Duncan's The Imperialist is absolutely brilliant.  The author takes ordinary things and turns them into subtle commentaries on character, often as complete zingers.  This excerpt about a bachelor's housekeeper (where the omniscient narrator illuminates the bachelor's point of view) is better when read in context but I think you will get the gist: "Mrs. Forsyth was an excellent hand at pressed tongue [food] and a wonder at knitted counterpanes, but she had not acquired tact and never would."  Another character's industrious nature and perpetual state of indignation is established early in the book when the hired girl takes the May 24 holiday off without permission:
"I believe I know the reason she'll say," said Advena.  "She objects to rag carpet in her bedroom.  She told me so."
"Rag carpet–upon my word!" Mrs. Murchison dropped her knife to exclaim.  "It's what her betters have to do with!  I've known the day when that very piece of rag carpet–sixty balls there were in it, and every one I sewed with my own fingers–was the best I had for my spare room, with a bit of ingrain in the middle.  Dear me!" she went on with a smile that lightened the whole situation, "how proud I was of that performance!  She didn't tell me she objected to rag carpet!"
"No, Mother," Advena agreed, "she knew better."
I like how ridiculously unaware the mother is that she's advancing a specious argument.  Having a rag carpet in your spare room is not exactly the same as using a rag carpet yourself and it doesn't give you the moral authority to insist your employee like the rug as a hand-me-down.  Power relationships underlie the entire book, between people, town and country, Empire and Canada.  The narrator lets the reader in on all of it while the characters move between obliviousness, recognition, and epiphany.  It's done with a wonderfully light touch.
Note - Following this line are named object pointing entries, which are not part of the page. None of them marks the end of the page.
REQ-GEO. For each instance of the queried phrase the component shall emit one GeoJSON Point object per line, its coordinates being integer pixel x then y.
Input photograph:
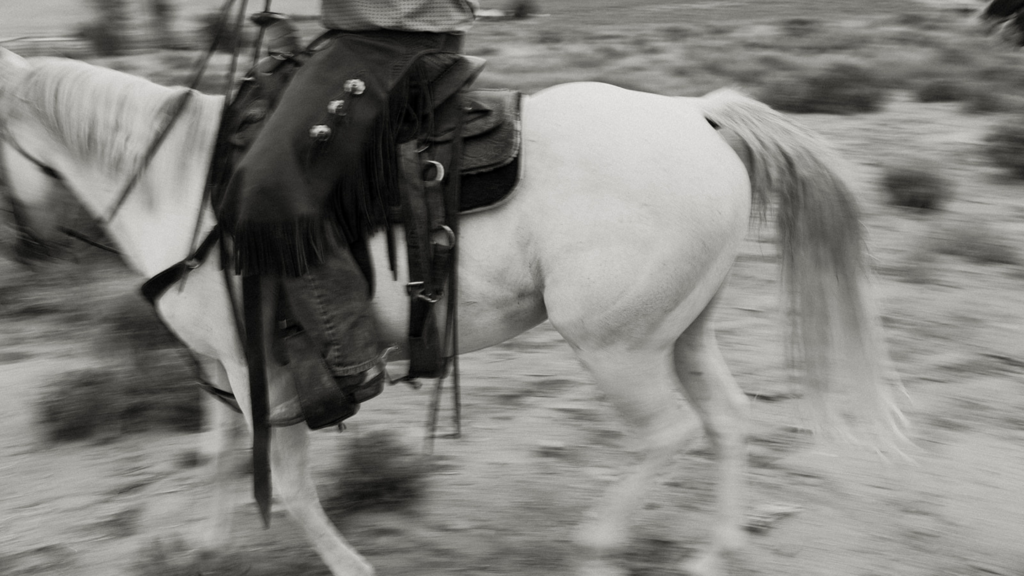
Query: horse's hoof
{"type": "Point", "coordinates": [710, 565]}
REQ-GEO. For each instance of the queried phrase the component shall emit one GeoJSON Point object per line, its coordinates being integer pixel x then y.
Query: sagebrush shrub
{"type": "Point", "coordinates": [379, 471]}
{"type": "Point", "coordinates": [976, 242]}
{"type": "Point", "coordinates": [943, 90]}
{"type": "Point", "coordinates": [840, 88]}
{"type": "Point", "coordinates": [1005, 147]}
{"type": "Point", "coordinates": [916, 183]}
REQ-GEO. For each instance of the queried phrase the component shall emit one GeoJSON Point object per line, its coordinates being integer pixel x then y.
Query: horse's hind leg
{"type": "Point", "coordinates": [722, 406]}
{"type": "Point", "coordinates": [641, 385]}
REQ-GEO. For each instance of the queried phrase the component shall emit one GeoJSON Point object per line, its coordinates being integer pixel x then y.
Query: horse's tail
{"type": "Point", "coordinates": [834, 326]}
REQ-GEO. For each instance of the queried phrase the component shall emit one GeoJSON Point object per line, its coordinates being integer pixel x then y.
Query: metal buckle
{"type": "Point", "coordinates": [438, 171]}
{"type": "Point", "coordinates": [449, 236]}
{"type": "Point", "coordinates": [417, 289]}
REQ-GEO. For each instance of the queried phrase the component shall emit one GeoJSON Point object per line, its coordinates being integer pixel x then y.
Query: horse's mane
{"type": "Point", "coordinates": [104, 117]}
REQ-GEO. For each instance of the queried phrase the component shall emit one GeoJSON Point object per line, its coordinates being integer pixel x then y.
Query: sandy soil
{"type": "Point", "coordinates": [540, 445]}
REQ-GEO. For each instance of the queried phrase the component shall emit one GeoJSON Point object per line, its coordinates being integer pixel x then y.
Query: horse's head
{"type": "Point", "coordinates": [35, 199]}
{"type": "Point", "coordinates": [12, 69]}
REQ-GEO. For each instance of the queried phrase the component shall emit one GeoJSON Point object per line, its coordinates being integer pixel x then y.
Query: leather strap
{"type": "Point", "coordinates": [255, 358]}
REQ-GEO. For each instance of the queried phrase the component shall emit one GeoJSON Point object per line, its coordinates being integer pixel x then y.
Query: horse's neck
{"type": "Point", "coordinates": [155, 225]}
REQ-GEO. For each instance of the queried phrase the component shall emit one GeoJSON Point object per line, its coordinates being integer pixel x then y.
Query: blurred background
{"type": "Point", "coordinates": [99, 474]}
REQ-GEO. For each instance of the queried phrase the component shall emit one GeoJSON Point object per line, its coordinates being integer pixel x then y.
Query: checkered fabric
{"type": "Point", "coordinates": [409, 15]}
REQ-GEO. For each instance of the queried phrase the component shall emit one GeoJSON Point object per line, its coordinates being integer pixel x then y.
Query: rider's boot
{"type": "Point", "coordinates": [331, 343]}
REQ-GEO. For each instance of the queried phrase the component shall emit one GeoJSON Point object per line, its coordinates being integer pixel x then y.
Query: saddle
{"type": "Point", "coordinates": [460, 155]}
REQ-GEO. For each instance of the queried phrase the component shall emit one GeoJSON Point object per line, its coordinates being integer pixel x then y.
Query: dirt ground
{"type": "Point", "coordinates": [540, 445]}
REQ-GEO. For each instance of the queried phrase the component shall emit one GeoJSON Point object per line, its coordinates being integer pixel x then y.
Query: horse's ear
{"type": "Point", "coordinates": [12, 69]}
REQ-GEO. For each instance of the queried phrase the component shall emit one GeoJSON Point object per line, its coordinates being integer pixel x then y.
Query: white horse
{"type": "Point", "coordinates": [628, 218]}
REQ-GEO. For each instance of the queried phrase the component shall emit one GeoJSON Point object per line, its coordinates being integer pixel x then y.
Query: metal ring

I read these books hoping to find clues about how handspinners used to fit into Canada's history and how they might again, and I found some.  You can't get away from imported cloth and Manchester gets mentioned quite a few times as the source of industrial production.  The settlers depended on their relatives in England purchasing and shipping goods to them.  Still there is some hand knitting locally, for personal use or for pay, and quite a lot of clothing and household textiles constructed on the spot.  The Imperialist is very good for getting an idea of how farmers' markets operated a hundred years ago, something that relates to the post I will do next.